Could some of the most in-demand housing markets be cooling off?
Movers and Shakers: Crossman: Quiet, But Profitable
You don’t hear a lot about Indianapolis-based Giant Crossmann Communities, a public company that concentrates on entry-level and first move-up buyers in Indiana, Ohio, Kentucky, Tennessee, and the Carolinas.
|"We focus on the basics of the business - good land buys, sales velocities and efficient building operations." - Crossman Communities CEO John B. Scheumann
You don’t hear a lot about Indianapolis-based Giant Crossmann Communities, a public company that concentrates on entry-level and first move-up buyers in Indiana, Ohio, Kentucky, Tennessee, and the Carolinas. But over the past ten years, the firm has recorded compounded growth rates of over 30% in sales and over 50% in net income. Not many public builders specializing in the value-driven, low-end segments of the market boast net margins approaching 7%. Crossmann does.
Ask CEO John Scheumann the secrets to his success and he’ll tell you there aren’t any. "There are no silver bullets. We just keep our noses to the grindstone and stay focused on the basics of the business, good land buys, good sales velocities, efficient building operations. In a lot of ways, this is very much a manufacturing business."

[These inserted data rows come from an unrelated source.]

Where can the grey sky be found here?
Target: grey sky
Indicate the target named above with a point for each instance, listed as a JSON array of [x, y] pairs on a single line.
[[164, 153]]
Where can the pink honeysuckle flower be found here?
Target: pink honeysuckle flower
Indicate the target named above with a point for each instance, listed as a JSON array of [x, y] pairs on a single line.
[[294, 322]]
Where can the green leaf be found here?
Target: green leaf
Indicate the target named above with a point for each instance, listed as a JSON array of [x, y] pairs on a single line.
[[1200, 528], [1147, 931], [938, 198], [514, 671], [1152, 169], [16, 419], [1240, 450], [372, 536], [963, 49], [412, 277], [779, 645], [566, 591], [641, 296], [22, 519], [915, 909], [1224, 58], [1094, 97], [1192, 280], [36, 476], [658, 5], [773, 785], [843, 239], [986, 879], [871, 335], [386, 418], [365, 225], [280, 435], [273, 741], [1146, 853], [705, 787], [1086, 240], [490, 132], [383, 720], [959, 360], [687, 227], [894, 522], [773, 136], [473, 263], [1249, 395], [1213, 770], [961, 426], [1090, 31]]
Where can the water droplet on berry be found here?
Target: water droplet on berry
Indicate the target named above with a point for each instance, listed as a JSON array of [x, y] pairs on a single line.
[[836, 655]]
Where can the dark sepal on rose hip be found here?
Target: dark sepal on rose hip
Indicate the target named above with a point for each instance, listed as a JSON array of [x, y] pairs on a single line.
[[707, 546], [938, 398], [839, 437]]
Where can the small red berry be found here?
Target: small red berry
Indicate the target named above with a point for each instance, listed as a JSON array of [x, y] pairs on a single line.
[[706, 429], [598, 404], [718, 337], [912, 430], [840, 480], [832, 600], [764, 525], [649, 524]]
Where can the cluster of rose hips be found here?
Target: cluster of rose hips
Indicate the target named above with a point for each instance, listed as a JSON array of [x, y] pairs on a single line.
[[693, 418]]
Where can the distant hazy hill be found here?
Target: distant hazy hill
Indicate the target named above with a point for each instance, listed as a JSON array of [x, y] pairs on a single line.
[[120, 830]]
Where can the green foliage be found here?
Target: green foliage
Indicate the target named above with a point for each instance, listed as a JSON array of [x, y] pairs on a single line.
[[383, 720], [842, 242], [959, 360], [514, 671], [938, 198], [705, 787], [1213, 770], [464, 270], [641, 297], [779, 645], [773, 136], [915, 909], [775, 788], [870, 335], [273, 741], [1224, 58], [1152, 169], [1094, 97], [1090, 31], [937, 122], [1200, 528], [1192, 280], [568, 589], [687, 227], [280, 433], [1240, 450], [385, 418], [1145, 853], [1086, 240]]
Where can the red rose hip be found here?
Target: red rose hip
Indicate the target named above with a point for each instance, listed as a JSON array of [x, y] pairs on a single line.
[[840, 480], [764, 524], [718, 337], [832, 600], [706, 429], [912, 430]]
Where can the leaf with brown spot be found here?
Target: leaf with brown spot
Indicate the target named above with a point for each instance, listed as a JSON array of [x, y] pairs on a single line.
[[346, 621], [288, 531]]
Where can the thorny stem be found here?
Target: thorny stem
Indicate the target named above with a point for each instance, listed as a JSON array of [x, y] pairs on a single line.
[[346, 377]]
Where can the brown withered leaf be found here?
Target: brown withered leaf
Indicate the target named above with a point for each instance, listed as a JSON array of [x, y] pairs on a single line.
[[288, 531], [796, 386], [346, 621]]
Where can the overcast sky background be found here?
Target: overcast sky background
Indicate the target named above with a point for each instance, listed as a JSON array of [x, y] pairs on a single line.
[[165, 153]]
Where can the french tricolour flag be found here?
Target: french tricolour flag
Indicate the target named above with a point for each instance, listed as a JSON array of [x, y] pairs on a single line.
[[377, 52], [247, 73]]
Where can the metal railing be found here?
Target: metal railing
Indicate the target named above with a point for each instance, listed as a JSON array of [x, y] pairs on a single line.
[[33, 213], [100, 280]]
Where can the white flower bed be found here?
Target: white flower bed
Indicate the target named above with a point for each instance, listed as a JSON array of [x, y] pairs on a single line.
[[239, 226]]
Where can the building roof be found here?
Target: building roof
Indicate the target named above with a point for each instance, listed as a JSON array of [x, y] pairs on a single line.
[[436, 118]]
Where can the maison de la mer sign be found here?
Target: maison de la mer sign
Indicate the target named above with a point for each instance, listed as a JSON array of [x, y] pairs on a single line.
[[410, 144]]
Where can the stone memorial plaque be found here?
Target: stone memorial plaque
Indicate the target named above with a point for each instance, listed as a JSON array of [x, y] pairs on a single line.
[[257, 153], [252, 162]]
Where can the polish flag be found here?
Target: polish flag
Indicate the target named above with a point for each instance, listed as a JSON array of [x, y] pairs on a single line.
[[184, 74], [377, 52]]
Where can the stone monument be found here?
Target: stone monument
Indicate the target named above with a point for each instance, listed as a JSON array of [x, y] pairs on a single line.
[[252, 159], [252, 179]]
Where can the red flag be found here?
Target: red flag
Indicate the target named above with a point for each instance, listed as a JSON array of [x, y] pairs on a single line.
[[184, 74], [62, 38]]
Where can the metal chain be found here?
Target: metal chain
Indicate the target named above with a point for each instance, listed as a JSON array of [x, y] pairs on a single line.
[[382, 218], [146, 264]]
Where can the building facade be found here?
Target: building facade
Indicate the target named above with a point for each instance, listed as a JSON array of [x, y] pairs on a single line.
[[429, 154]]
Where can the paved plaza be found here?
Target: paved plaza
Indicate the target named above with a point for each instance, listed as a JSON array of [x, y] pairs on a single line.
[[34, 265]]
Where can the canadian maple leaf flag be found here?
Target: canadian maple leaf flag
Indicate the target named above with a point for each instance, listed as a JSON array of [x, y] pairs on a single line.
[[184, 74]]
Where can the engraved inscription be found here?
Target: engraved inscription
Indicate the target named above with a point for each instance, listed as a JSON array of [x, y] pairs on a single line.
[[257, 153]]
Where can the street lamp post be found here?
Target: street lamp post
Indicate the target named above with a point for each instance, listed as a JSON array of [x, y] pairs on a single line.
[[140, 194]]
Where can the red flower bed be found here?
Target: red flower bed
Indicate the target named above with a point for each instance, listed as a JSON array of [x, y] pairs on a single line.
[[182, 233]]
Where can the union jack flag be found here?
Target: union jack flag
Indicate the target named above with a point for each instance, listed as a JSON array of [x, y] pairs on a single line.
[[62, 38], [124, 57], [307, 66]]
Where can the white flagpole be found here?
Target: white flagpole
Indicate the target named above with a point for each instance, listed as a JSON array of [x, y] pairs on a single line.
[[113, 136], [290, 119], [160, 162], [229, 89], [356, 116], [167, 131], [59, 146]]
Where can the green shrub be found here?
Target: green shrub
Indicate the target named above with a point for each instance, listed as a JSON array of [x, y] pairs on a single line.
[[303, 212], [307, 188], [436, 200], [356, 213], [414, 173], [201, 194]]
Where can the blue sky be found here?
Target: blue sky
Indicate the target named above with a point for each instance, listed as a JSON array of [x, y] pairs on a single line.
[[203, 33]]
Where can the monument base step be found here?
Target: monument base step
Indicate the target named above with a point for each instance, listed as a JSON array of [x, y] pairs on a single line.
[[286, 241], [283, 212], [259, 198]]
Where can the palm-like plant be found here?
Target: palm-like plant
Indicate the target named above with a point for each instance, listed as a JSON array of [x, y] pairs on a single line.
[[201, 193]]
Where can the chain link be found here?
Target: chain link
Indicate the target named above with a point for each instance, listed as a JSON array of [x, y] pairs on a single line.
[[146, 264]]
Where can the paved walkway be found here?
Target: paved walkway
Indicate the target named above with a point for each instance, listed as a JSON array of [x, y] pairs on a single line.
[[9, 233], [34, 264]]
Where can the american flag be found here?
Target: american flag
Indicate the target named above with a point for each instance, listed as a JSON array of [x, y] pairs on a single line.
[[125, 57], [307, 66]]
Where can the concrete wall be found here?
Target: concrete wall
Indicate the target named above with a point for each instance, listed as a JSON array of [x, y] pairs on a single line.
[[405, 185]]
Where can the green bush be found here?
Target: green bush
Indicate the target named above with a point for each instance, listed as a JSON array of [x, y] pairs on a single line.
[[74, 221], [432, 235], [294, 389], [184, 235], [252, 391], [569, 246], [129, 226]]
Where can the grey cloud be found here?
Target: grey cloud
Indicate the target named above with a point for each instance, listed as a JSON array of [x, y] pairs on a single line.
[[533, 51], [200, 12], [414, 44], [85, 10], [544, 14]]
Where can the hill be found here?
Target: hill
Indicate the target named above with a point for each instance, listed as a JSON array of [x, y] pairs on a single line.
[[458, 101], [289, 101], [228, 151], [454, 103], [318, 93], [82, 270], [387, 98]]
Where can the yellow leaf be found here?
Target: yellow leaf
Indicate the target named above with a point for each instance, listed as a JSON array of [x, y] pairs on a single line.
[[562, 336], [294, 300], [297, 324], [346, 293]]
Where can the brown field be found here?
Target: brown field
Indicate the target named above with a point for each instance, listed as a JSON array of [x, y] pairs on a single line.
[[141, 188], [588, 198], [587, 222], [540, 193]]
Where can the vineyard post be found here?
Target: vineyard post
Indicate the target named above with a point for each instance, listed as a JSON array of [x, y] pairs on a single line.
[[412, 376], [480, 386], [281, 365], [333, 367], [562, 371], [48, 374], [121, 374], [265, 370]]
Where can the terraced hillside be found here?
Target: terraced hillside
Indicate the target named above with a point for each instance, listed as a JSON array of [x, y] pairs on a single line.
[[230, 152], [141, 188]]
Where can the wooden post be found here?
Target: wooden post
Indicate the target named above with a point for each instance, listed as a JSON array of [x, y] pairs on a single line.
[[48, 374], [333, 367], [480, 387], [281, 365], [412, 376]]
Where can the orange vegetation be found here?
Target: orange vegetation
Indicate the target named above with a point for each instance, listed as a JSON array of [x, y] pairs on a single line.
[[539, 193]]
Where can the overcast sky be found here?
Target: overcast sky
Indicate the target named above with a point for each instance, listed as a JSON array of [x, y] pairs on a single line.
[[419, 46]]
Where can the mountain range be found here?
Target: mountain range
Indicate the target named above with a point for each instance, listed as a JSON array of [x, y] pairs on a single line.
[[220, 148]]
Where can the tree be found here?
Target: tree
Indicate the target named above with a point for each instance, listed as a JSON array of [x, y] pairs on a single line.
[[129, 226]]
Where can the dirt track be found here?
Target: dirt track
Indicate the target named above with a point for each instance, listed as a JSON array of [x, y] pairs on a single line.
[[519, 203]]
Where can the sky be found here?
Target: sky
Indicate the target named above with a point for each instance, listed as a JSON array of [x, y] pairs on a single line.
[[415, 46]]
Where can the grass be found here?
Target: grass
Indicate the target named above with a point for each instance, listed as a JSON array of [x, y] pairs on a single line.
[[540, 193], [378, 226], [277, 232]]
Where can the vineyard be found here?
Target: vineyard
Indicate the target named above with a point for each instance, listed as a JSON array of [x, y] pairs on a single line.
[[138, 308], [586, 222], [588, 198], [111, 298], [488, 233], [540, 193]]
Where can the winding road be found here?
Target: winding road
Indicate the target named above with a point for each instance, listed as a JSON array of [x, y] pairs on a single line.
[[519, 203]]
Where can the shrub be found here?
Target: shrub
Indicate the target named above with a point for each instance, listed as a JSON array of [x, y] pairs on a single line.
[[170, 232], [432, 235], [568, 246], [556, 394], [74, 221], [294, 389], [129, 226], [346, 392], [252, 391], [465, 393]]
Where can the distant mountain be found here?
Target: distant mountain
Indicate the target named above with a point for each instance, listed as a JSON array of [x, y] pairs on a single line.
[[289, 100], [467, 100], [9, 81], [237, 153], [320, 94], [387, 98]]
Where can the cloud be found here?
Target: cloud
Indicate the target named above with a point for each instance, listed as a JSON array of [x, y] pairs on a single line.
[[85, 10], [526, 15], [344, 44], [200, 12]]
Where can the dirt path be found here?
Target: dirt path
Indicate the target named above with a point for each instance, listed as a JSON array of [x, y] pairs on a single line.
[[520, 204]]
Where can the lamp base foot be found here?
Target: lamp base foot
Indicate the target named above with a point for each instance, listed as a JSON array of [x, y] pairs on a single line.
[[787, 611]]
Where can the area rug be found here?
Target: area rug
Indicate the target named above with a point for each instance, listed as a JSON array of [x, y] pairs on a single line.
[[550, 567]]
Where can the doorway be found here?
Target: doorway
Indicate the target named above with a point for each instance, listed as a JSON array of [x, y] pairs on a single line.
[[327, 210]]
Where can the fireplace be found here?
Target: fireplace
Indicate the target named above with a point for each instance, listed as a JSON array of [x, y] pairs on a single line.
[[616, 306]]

However they do it, Crossmann is sneaking up the Giants rankings, from 29th last year to 24th this year, on 1999 revenues of $609.3 million from 5100 closings, most of them on single-family houses averaging $121,500. That compares to 3714 closings in 1998 for $421.9 million. Net income for 1999 was $39.7 million, up 33% from $29.9 million in 1998.
While most builders, especially publicly traded ones, found acquisitions very hard to do in 1999, Crossmann even managed one of those, an $11.8 million cash deal for a Raleigh builder, Homes By Huff & Co., which closed 145 houses in 1998 at an average price of $163,011.
"You can’t do acquisitions using stock as currency right now," says Scheumann, "with the depressed share prices we’re all getting. (Crossmann’s stock was trading at a multiple of 4-1/2 times earnings as PB went to press.) At today’s prices, nobody wants to buy anything. But some deals will get done for cash. Right now, most of the public builders are concentrating on buying back their own stock. NVR, Kaufman and Broad, and Ryland have all announced repurchase plans recently. Everybody’s working on it.
Will Crossmann try to do more greenfield start-ups in the coming year?
"We did a start-up in Nashville at the end of 1998 and sold 95 houses there last year. But the reality of our business today is that human capital is the resource in shortest supply, so greenfield start-ups may not make any more sense than acquisitions," says Scheumann.
However, this firm still has a strong upside, because it has so few mature markets. There’s plenty of room for growth in every market except the headquarters location in Indianapolis and southern Indiana, where Crossmann closed 2413 units in 1999. All of the other divisions range from 95 units (Nashville) to 386 (Myrtle Beach).
Toward that end, Scheumann is driving for more affordability into his product with innovations in land planning. "The number of plans we build has grown in the past few years because we keep building on smaller and smaller lots. A few years ago, everything we had was for 60- or 70-foot (frontage) lots. Today we have plans for 50-, 45-, even 40-foot lots," Scheumann says.
"Where we can build on 40-foot lots, we can get house prices starting in the low $80,000 range. That broadens our market a lot.
"You can’t get those small lots everywhere, because a lot of the municipalities don’t want the densities, and really don’t want affordable homes. But we see an opportunity to do more of it in modified Traditional Neighborhood Design communities. The acceptance of that type of planning seems to be better.
"Smaller lots really were more common back in the 1920s. It works for us because some of the cities are going to TND zoning. We’re designing a lot of rear-loaded product right now. I don’t know that we’ll see a requirement for TND. The increasing popularity may be market-driven rather than political. When you get into small lots, it really does make for a better street scene. People don’t like to see cars out front."
In the South, a lot of affordable housing is built without garages at all, says Scheumann. "If you’re going to just have a parking pad, it makes sense to put that in the back, to get the cars out of sight."
Scheumann believes the idea that a 15% premium must be attached to houses that are alley-loaded may be a myth. "Some cities give you a break on the street width in front when you put in an alley. Driveways are not as long, and neither are sewer and water runs. We’re still working on the costs."
Crossmann will push any concept that allows houses to be priced more affordably, since lower prices drive higher velocities. And inventory turns are a big part of his plan.